Agner wrote:
The 512-bit registers can do vector operations
on 32-bit and 64-bit signed and unsigned integers and single and double
precision floats, but unfortunately not on 8-bit and 16-bit
integers. The latest update of Intel's manual specifies a future instruction set named AVX512BW which has vectors of 32 16-bit integers or 64 8-bit integers. See software.intel.com/en-us/intel-isa-extensions.
The AVX512 instruction set will be divided into several subsets: AVX512BW for vector instructions with 8-bit (Byte) and 16-bit (Word) granularity; AVX512DQ for 32-bit (Dword or float) and 64-bit (Qword or double) granularity; AVX512VL for the same instructions with 128 bit and 256 bit total vector length; and various other subsets.
The Skylake processor, planned for 2015, will probably support all these subsets, while the Knights Landing multiprocessor will not support the BW subset, according to this announcement software.intel.com/en-us/blogs/additional-avx-512-instructions.

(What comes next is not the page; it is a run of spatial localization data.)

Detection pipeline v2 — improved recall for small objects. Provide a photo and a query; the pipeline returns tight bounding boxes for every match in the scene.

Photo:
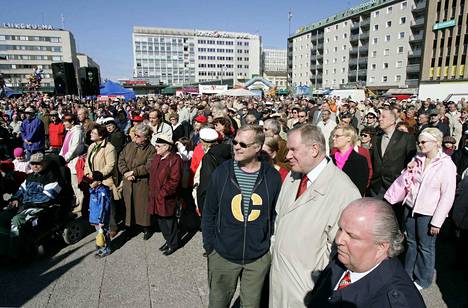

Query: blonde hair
[419,127,443,146]
[335,124,359,146]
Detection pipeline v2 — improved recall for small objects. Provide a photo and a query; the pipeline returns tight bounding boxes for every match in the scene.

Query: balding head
[335,198,404,273]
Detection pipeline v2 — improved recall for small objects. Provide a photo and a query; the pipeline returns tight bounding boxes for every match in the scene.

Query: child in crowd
[88,171,112,258]
[12,147,31,174]
[443,136,457,156]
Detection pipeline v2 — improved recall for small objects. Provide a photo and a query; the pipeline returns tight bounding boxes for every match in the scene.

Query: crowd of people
[0,91,467,307]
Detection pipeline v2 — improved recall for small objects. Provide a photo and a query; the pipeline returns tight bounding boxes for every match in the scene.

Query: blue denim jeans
[404,206,437,288]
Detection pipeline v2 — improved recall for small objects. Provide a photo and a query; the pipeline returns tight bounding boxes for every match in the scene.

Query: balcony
[348,70,357,77]
[411,18,425,29]
[412,0,427,14]
[359,46,369,54]
[406,79,419,87]
[360,19,370,28]
[408,49,422,58]
[351,23,359,31]
[407,64,420,73]
[359,33,369,41]
[350,34,359,42]
[410,32,424,42]
[350,47,358,55]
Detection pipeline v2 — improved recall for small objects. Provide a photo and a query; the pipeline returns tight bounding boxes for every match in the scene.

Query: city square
[1,0,468,307]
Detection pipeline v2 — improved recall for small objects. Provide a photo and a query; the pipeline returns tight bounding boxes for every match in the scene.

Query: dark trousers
[156,216,178,248]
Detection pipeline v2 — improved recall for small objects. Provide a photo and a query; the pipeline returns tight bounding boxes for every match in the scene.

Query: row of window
[322,74,404,85]
[197,56,236,61]
[2,73,52,79]
[0,35,61,43]
[135,37,187,44]
[198,63,235,68]
[197,48,240,53]
[0,64,52,70]
[0,54,62,61]
[198,71,235,76]
[0,44,62,52]
[197,40,238,46]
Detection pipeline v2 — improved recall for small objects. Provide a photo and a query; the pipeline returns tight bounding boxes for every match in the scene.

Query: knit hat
[13,147,24,158]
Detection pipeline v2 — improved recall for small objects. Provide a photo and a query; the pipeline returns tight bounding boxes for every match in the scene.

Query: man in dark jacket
[20,107,45,159]
[370,109,416,198]
[202,124,282,308]
[306,198,426,308]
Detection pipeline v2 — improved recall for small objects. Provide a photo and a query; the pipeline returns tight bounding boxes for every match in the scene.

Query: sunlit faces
[233,130,261,163]
[379,110,396,130]
[286,130,320,174]
[332,128,352,150]
[335,206,387,273]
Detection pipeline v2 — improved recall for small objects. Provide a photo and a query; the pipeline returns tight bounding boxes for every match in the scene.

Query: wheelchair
[0,154,86,259]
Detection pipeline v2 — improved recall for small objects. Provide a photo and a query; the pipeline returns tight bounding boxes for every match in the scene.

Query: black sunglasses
[232,140,256,149]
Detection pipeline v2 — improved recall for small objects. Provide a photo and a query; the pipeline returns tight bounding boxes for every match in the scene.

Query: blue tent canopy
[100,80,135,100]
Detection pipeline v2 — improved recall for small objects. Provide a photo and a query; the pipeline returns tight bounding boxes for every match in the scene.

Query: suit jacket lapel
[376,135,384,159]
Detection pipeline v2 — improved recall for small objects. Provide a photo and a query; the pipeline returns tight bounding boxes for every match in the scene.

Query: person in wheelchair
[0,152,62,259]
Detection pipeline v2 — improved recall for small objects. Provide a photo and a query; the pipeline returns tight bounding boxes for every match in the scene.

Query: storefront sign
[1,23,53,30]
[433,19,456,30]
[198,84,227,94]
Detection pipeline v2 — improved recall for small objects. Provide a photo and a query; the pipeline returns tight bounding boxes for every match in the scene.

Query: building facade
[262,48,287,87]
[0,23,78,91]
[132,26,261,86]
[418,0,468,100]
[288,0,424,92]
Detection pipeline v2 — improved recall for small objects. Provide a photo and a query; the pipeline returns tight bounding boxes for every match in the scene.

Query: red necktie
[338,271,351,290]
[296,175,309,200]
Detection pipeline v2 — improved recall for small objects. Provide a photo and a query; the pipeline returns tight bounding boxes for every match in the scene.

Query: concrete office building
[418,0,468,100]
[0,23,78,91]
[132,26,261,86]
[288,0,423,92]
[262,48,287,87]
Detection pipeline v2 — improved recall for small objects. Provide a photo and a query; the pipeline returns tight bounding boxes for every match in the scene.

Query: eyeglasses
[360,134,370,138]
[232,139,256,148]
[418,140,433,145]
[30,162,42,166]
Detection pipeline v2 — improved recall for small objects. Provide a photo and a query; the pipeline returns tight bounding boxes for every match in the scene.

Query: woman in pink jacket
[385,127,457,290]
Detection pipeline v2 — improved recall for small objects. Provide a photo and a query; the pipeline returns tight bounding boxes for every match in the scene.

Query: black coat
[370,130,416,194]
[306,255,426,308]
[332,150,369,196]
[197,143,232,213]
[453,176,468,230]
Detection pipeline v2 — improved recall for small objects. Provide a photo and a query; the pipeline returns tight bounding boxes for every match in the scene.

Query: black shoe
[159,243,168,251]
[163,247,177,256]
[143,231,153,241]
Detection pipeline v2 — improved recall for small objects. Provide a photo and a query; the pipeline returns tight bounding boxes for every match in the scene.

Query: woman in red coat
[147,134,182,256]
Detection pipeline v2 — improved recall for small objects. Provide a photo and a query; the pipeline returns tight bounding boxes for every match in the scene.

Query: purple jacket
[20,117,45,152]
[385,152,457,227]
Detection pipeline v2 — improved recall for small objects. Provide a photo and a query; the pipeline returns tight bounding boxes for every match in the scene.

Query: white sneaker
[413,281,423,291]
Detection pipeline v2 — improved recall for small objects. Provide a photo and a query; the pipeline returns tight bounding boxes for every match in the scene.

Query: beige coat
[269,160,361,308]
[84,139,120,200]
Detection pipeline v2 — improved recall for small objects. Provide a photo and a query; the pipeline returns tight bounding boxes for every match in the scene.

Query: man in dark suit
[370,109,416,198]
[305,198,426,308]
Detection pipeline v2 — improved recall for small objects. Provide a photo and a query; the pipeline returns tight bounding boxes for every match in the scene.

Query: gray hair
[288,124,326,154]
[350,198,405,258]
[238,124,265,145]
[263,118,281,135]
[135,124,152,140]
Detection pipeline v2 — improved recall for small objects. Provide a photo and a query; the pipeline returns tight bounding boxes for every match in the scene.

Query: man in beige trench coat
[269,124,361,307]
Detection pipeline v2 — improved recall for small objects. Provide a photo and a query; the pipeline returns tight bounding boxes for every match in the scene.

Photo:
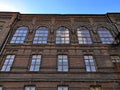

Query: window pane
[0,87,2,90]
[29,55,41,71]
[98,27,114,44]
[10,27,28,44]
[84,55,96,72]
[58,55,68,72]
[33,27,48,44]
[1,55,15,72]
[77,27,92,44]
[56,27,69,44]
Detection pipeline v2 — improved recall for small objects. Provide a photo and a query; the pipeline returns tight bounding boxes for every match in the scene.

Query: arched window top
[57,27,69,31]
[36,27,48,31]
[77,27,92,44]
[17,26,28,30]
[97,27,114,44]
[33,27,48,44]
[10,26,28,44]
[56,27,69,44]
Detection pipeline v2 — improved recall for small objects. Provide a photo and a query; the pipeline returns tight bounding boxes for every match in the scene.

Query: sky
[0,0,120,14]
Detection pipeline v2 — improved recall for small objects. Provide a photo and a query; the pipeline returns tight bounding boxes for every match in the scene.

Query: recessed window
[33,27,48,44]
[58,55,68,72]
[1,55,15,71]
[77,27,92,44]
[10,27,28,44]
[25,86,35,90]
[56,27,69,44]
[58,86,68,90]
[30,55,41,71]
[84,55,96,72]
[90,85,101,90]
[98,27,114,44]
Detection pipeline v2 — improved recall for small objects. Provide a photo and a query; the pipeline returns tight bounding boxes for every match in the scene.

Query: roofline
[0,11,120,16]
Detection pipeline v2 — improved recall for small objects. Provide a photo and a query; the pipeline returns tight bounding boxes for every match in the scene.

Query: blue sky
[0,0,120,14]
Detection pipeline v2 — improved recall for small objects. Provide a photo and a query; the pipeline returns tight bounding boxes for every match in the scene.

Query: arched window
[98,27,114,44]
[10,27,28,44]
[56,27,69,44]
[33,27,48,44]
[77,27,92,44]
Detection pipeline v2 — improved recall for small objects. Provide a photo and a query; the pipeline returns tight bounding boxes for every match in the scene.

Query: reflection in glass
[1,55,15,71]
[84,55,96,72]
[56,27,69,44]
[77,27,92,44]
[58,55,68,72]
[30,55,41,71]
[98,27,114,44]
[33,27,48,44]
[10,27,28,44]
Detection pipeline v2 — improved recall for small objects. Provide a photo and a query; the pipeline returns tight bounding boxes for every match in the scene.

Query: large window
[97,27,114,44]
[25,86,35,90]
[56,27,69,44]
[30,55,41,71]
[58,55,68,72]
[84,55,96,72]
[77,27,92,44]
[1,55,15,71]
[33,27,48,44]
[58,86,68,90]
[10,27,28,44]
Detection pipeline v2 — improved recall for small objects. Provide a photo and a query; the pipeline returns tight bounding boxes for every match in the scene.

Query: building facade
[0,12,120,90]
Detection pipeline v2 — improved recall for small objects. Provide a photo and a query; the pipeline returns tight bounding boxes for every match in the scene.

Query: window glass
[25,86,35,90]
[10,27,28,44]
[98,27,114,44]
[0,87,2,90]
[58,86,68,90]
[56,27,69,44]
[77,27,92,44]
[33,27,48,44]
[58,55,68,72]
[30,55,41,71]
[84,55,96,72]
[1,55,15,71]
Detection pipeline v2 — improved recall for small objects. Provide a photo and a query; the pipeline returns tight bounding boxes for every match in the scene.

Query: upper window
[77,27,92,44]
[58,55,68,72]
[56,27,69,44]
[33,27,48,44]
[84,55,96,72]
[97,27,114,44]
[10,27,28,44]
[1,55,15,71]
[58,86,68,90]
[25,86,35,90]
[30,55,41,71]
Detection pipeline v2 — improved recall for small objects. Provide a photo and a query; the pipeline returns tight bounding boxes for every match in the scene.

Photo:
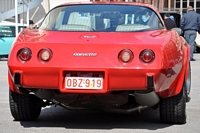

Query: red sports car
[8,2,191,124]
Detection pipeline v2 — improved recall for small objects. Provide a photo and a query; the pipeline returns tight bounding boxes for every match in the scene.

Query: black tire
[160,86,186,124]
[9,90,42,121]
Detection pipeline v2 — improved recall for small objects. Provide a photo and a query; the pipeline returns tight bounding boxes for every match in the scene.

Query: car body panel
[8,27,189,98]
[0,25,15,57]
[0,37,14,56]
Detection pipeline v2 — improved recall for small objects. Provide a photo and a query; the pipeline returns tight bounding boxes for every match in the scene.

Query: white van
[195,33,200,52]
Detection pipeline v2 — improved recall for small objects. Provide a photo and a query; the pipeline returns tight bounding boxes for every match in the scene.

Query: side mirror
[172,28,183,35]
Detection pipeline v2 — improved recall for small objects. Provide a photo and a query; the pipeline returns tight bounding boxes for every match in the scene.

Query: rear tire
[9,90,42,121]
[160,86,186,124]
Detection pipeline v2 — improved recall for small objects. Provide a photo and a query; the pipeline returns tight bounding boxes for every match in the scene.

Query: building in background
[164,0,200,15]
[91,0,165,11]
[174,0,200,14]
[90,0,200,15]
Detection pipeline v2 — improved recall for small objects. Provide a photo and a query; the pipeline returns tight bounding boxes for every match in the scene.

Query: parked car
[8,2,191,124]
[159,11,181,28]
[160,11,200,52]
[195,33,200,52]
[0,23,24,58]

A 512-bit vector with 8-bit granularity will have 64 elements and require 64-bit mask registers. The mask registers are officially 64-bit architectural registers, according to the manual. It is not clear what architectural means, but it usually means something that is guaranteed to be supported in future processors. This raises the question about the possibility of future extensions. If future extensions to 1024 or 2048 bit vectors will support 8-bit and 16-bit granularity then the mask registers must be bigger so that they can no longer communicate nicely with the 64-bit general purpose registers. If there will be future extensions of the vector size at all, either they will have only 32-bit and 64-bit granularity, or the mask registers will have to be redesigned.